# black oil seed and feral pigeons



## 4zpigeons (Jul 7, 2008)

I recall reading somewhere that black oil seed isn't good for pigeons. True / False?
I have cardinals and feed them black oil seed = its around. Yesterday as I was filling feeders with a seed mix and I made a mess = dumpted a lot of seed. Not a big deal as the pigeons typically clean everything up. What I noticed is they first ate the black oil seed then the other seeds... Are my feathered friends at risk?
Thank you.
~ 4zp.


----------



## brentjohnf (Sep 8, 2008)

4zpigeons said:


> I recall reading somewhere that black oil seed isn't good for pigeons. True / False?
> I have cardinals and feed them black oil seed = its around. Yesterday as I was filling feeders with a seed mix and I made a mess = dumpted a lot of seed. Not a big deal as the pigeons typically clean everything up. What I noticed is they first ate the black oil seed then the other seeds... Are my feathered friends at risk?
> Thank you.
> ~ 4zp.


I do not know the science behind the seeds, If your talking about the sunflower type? but my doves will feed on just them if I let, only problem I do see is that it fills them up, but they do not keep a balance weight with the black seeds..


----------



## rainbows (Aug 19, 2008)

black sunflower seeds are very high in fat/oil content. very good for winter food for outdoor birds but pigeons eat the whole seed and must grind & digest the shell which has NO nutrition. cardinals & other winter feeder birds take the shell off, pigeons & doves don't. whole corn is a better feed for winter for pigeons & doves, however black sunflower seeds will not harm the pigeons & doves.


----------



## brentjohnf (Sep 8, 2008)

rainbows said:


> black sunflower seeds are very high in fat/oil content. very good for winter food for outdoor birds but pigeons eat the whole seed and must grind & digest the shell which has NO nutrition. cardinals & other winter feeder birds take the shell off, pigeons & doves don't. whole corn is a better feed for winter for pigeons & doves, however black sunflower seeds will not harm the pigeons & doves.

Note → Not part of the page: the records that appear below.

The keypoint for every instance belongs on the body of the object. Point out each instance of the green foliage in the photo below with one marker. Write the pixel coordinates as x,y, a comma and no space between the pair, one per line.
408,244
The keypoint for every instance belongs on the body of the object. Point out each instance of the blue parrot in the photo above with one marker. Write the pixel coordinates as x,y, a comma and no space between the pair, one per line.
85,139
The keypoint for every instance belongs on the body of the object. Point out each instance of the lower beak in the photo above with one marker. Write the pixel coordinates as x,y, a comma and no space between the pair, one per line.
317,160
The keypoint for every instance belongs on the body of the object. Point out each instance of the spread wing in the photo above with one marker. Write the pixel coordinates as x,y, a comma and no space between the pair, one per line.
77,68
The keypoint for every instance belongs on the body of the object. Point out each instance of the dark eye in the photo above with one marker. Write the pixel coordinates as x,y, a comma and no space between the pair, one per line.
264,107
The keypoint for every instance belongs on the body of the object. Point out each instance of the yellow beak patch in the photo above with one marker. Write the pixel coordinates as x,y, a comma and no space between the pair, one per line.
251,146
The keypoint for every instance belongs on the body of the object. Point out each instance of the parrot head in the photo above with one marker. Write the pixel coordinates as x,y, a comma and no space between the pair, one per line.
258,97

wonder why my ringnecks seem to loss weight


----------



## rainbows (Aug 19, 2008)

better oil seeds for doves are safflower and hemp along with a variety of dove mix for total nutrition


----------



## Lovebirds (Sep 6, 2002)

Black oil sunflower seeds are fine. It's the ones with the white stripes that pigeons shouldn't eat. Everyone tells me they can't digest the shell. True or false? I don't know, I never tried it. But I DO feed all my pigeons the black sunflower seeds w/shell and they are just fine. Shelled sunflower chips are fine too if raw. Not roasted/salted.


----------



## 4zpigeons (Jul 7, 2008)

Yes I'm referring to black oil seed - not the striped sunflower seed / not roasted or salted etc. 
I didn't think there was anything wrong with them eating the black oil seeds ~ just something I recall reading that recently caught my eye and gave me reason to question / doubt what I already know... I've had many birds over the years eat the blkoil seed and hadn't noticed any issues... I too started to worry as its getting near to the cooler months and I try to keep blkoil seed around for all... The internal alarm went off that I might create a nutrition issue / illness that I'd have to fix... and I only have space for so many that need a winter home.
Good to know you too (Lovebirds) give black oil seed to your birds. Mine just seem to gobble them up before any other seed that's out. whew! 
Thank you.
~ 4zp.


----------